A questo punto le domande del nostro lettore sono due. La prima è: non potendo partecipare al culto nella chiesa che consideriamo «giusta», «si può sopperire a questa lacuna partecipando al culto domenicale di un’altra chiesa (di cui magari non si condivide granché)?». Rispondo di sì, purché in questa chiesa diversa dalla nostra si predichi la Parola di Dio, e non qualcos’altro, perché di null’altro la fede ha tanto bisogno come della Parola di Dio predicata. «Predicare la Parola di Dio» è certo una frase generica, ma ci sono due criteri che ci aiutano a individuarla: il primo è che sia fondata sulla Bibbia e da essa sostanziata; il secondo è che ruoti intorno a Cristo. La seconda domanda è: «Che ruolo hanno, in questa prospettiva, gli scambi di idee via Internet con altri fratelli in fede?». Risponderei così: possono svolgere un ruolo importante sia per tenere viva e alimentare la riflessione della fede attraverso il dialogo e il confronto, sia per rompere l’isolamento in cui fatalmente vengono a trovarsi i cristiani «apolidi», che sono per definizione (e per scelta) cristiani nella diaspora. Dev’essere però chiaro che nessuna chiesa telematica e virtuale (se così la si può chiamare), per quanto importante possa essere ed effettivamente sia soprattutto per chi vive in diaspora, può diventare la chiesa reale. Detto questo, mi permetto di dare al nostro lettore (e a quanti si trovano in una situazione simile alla sua) un triplice consiglio.
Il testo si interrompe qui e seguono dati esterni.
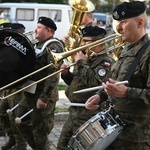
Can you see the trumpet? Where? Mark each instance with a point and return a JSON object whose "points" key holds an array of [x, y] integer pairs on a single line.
{"points": [[60, 56]]}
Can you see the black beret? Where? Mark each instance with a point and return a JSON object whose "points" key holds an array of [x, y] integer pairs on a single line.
{"points": [[93, 31], [128, 10], [16, 26], [47, 22]]}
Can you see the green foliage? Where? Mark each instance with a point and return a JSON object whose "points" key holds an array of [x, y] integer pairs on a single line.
{"points": [[58, 110]]}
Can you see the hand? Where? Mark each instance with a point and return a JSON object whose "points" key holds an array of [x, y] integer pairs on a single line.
{"points": [[65, 69], [79, 56], [114, 90], [93, 102], [40, 104], [65, 38]]}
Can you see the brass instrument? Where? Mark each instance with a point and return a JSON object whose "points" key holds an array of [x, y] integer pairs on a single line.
{"points": [[79, 8], [58, 57], [31, 37]]}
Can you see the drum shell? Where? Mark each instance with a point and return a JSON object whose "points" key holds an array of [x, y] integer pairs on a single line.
{"points": [[97, 133]]}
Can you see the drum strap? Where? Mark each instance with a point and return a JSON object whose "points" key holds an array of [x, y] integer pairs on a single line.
{"points": [[131, 68], [136, 60]]}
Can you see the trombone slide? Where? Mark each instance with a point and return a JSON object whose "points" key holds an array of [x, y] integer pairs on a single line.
{"points": [[98, 87], [18, 119], [9, 111]]}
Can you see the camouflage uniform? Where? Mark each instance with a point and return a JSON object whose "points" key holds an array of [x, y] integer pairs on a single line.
{"points": [[36, 126], [7, 122], [86, 74], [134, 110]]}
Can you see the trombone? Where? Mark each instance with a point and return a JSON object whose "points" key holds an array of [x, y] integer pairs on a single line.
{"points": [[60, 56]]}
[a] Si iscriva comunque a una chiesa (più o meno «giusta» che sia) come membro effettivo, anche se impossibilitato a frequentarla, e si mantenga in contatto epistolare con essa, quanto meno con il pastore. La chiesa infatti è un corpo (come noi!), non solo un’anima. È importante che la nostra appartenenza a Cristo e alla sua chiesa si manifesti anche «corporalmente », attraverso l’appartenenza a un «corpo» storico concreto, per quanto imperfetto.
I cristiani, oltre che «membra di Cristo» (I Corinzi 6, 15), sono anche «membra gli uni degli altri» (Romani 12, 5).
[b] Resti unito alla chiesa di Cristo sparsa per il mondo attraverso la lettura quotidiana della Bibbia (utilizzando, a esempio, il lezionario Un giorno, una parola), la preghiera, la testimonianza personale della fede e le opere dell’amore. [c] Cerchi di creare a casa sua, con amici e conoscenti, una piccola «chiesa domestica» che fu, come risulta dal Nuovo Testamento, la prima forma di esistenza della chiesa cristiana nascente. Chissà che non sia proprio quella la chiesa «giusta » che un cristiano «apolide» ha cercato a lungo, forse senza trovarla mai.